13.2.05

Blue Like Jazz

I borrowed this book by Donald Miller from my buddy, Tim, and I'm thoroughly enjoying it. Here're a couple of quotes that stood out for various reasons.

...they may have been yelled at by a teacher in a Christian school, abused by a minister, or browbeaten by a Christian parent. To them, the term Christianity meant something that no Christian I know would defend. By fortifying the term, I am only making them more and more angry. I won’t do it. Stop ten people on the street and ask them what they think of when they hear the word Christianity and they will give you ten different answers. How can I defend a term that means ten different things to ten different people? I told the radio show host that I would rather talk about Jesus and how I came to believe that Jesus exists and that he likes me.

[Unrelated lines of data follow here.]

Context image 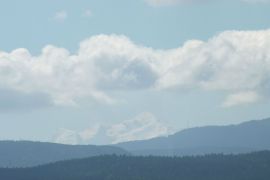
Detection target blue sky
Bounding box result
[0,0,270,144]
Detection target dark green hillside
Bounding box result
[0,151,270,180]
[0,141,128,167]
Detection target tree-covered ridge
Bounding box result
[0,151,270,180]
[0,141,129,167]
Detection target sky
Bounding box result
[0,0,270,144]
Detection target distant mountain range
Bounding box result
[0,141,129,167]
[0,151,270,180]
[116,118,270,156]
[0,118,270,167]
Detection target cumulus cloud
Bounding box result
[54,10,68,21]
[107,113,169,143]
[0,30,270,105]
[52,126,99,145]
[223,91,260,107]
[82,9,93,18]
[53,112,171,144]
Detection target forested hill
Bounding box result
[117,118,270,156]
[0,141,129,167]
[0,151,270,180]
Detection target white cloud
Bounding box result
[53,113,171,144]
[54,10,68,21]
[107,113,169,143]
[0,30,270,105]
[52,126,99,145]
[223,91,260,107]
[145,0,270,6]
[82,9,93,18]
[53,128,81,145]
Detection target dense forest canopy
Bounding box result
[0,151,270,180]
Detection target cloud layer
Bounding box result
[0,30,270,105]
[145,0,270,6]
[53,112,171,144]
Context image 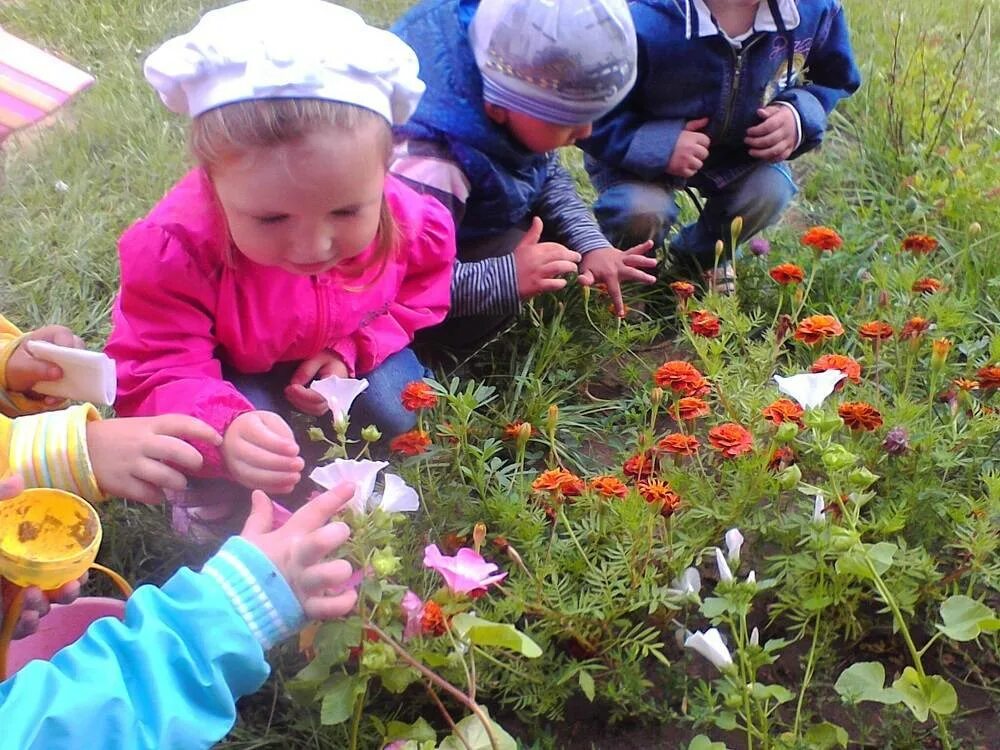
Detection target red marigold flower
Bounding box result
[590,474,628,497]
[801,227,844,252]
[899,315,931,341]
[420,602,448,635]
[976,365,1000,391]
[531,469,583,497]
[670,281,695,300]
[653,359,709,396]
[858,320,895,341]
[903,234,938,255]
[400,380,437,411]
[760,398,805,429]
[837,401,882,432]
[708,422,753,458]
[677,396,710,422]
[809,354,861,385]
[639,479,681,516]
[389,430,431,456]
[795,315,844,346]
[622,451,656,479]
[768,263,806,284]
[656,432,701,456]
[691,310,719,339]
[910,276,941,294]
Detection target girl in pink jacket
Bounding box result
[107,0,455,530]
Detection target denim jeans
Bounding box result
[588,162,797,268]
[167,348,432,539]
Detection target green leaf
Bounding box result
[937,594,1000,641]
[892,667,958,721]
[320,674,368,724]
[451,613,542,659]
[805,721,850,750]
[833,661,902,704]
[579,669,594,703]
[688,734,729,750]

War metaphor. The churches I attended would embrace war metaphor. They would talk about how we are in a battle, and I agreed with them, only they wouldn't clarify that we were battling poverty and hate and injustice and pride and the powers of darkness. They left us thinking that our war was against liberals and homosexuals. Their teaching would have me believe I was the good person in the world and the liberals were the bad people in the world. Jesus taught that we are all bad and He is good, and He wants to rescue us because there is a war going on and we are hostages in that war. The truth is we are supposed to love the hippies, the liberals, and even the Democrats, and that god wants ust to hink of them as more imporatant than ourselves. Anything short of this is not true to the teachings of Jesus.



From Polaroids by Donald Miller:

What great gravity is this that drew my sould toward yours? What great force, that though I went falsely, went kicking, went disguising myself to earn your love, also disguised, to earn your keeping, your resting, your staying, your will fleshed into mine, rasped by a slowly revealed truth, the barter of my soul, the soul that I fear, the soul that I loathe, the soul that: if you will love, I will love. I will redeem you, if you will redeem me? Is this our purpose, you and I together to pacify each other, to lead each other toward the lie that we are good, that we are noble, that we need not redemtion, save the one that you and I invented of our own clay?
I am not scared of you, my love, I am scared of me.
...

God risked Himself on me. I will risk myself on you. And together, we will learn to love, and perhaps then, and only then, understand this gravity that drew Him, unto us.

... and it gets better... but you'll have to read the book to find out!



I can't find the original quote, so I'm taking another from Blue Like Jazz by Ravi Zacharias

A writer I like named Ravi Zacharias says that the heart desires wonder and magic. he says technology is what man uses to supplant the desire for wonder. Ravi Zacharias says that what the heart is really longing to do is worship, to stand in awe of a God we don't understand and can't explain.
That one really hits home for me, being a tech-geek. I feel ashamed of myself. I know that I sometimes buy things that I don't really need just because I think they're cool.